Recommendation reasons: This Virtual Machine series uses the latest generation of hardware. According to the performance data collected, we estimate that your SQL Server instance has a requirement for 0.59 vCores of CPU. For greater flexibility, based on your scaling factor of 100.00%, we are making a recommendation based on 0.59 vCores. Based on all the other factors, including memory, storage, and IO, this is the smallest compute sizing that will satisfy all of your needs.

This SQL Server instance requires 0.09 GB of memory, which is within this SKU’s limit of 16.00 GB. This Virtual Machine size’s Memory-to-vCore ratio of 8.0 is greater than or equal to the recommended value of 8.0.

This Virtual Machine size supports Premium SSD-managed disks. Assuming the database uses the Full Recovery Model, this SQL Server instance requires 5,651 IOPS for data and log files. This SQL Server instance’s IOPS requirement is within the Virtual Machine Size’s combined (uncached and cached) IOPS limit of 7200. This SQL Server instance’s IO throughput requirement of 3.27 MBps is within the Virtual Machine’s uncached limit of 48.00 MBps.

This SQL Server instance’s Data storage requirement of 0.40 GB will fit on 1 P30 disk(s), which can hold 1024 GB each. We recommend provisioning dedicated Log disk(s). This SQL Server instance’s Log storage requirement of 0.34 GB will fit on 1 P40 disk(s), which can hold 2048 GB each. This Virtual Machine size supports temporary storage of up to 32.00 GB, which is large enough to hold your 0.02 GB TempDB, so no separate disk is needed. This is the most cost-efficient offering among all the performance-eligible SKUs.

Example 4: Generating SKU recommendations for a specific database

We might not want to move all on-premises databases on an instance to the Azure cloud.

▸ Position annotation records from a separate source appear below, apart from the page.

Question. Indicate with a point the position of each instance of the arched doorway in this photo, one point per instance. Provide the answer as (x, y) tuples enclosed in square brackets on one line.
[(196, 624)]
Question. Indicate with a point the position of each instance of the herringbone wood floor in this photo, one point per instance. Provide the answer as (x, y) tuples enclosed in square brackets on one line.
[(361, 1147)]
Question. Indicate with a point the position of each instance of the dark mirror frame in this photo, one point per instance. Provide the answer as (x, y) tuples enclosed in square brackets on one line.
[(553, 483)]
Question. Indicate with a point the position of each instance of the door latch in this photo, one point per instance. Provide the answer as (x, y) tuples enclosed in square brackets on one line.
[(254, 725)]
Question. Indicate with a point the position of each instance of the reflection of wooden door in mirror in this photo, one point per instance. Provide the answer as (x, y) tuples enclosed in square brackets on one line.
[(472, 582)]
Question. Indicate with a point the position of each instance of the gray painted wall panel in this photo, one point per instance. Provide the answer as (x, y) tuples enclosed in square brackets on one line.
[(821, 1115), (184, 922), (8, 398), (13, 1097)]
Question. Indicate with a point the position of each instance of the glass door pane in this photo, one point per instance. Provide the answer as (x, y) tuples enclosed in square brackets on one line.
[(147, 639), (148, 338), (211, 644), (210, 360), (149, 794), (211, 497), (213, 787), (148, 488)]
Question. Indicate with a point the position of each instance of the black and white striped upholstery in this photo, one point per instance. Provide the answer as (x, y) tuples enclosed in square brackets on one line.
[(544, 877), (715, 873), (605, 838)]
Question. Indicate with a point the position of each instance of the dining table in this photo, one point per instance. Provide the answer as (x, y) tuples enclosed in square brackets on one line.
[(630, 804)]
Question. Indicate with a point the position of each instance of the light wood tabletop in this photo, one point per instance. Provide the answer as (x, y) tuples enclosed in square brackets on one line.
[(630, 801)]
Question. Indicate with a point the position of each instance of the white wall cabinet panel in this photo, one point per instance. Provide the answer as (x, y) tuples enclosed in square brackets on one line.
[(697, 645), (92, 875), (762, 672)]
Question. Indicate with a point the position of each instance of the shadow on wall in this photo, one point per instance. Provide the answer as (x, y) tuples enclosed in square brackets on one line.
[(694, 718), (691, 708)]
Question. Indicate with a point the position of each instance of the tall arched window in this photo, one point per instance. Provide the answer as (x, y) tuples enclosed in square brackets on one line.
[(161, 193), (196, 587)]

Therefore, we can include a specific database using the parameter (–databaseAllowList).

SqlAssessment.exe GetSkuRecommendation –outputFolder C:\Temp\Output –targetPlatform AzureSqlVirtualMachine –databaseAllowList AdventureWorks2019

SKU recommendations for a specific database

Conclusion

This article explored the Data Migration Assistant tool to identify appropriate SKUs for migrating databases to Azure SQL Database, Managed Instance, or SQL Server on Azure VM.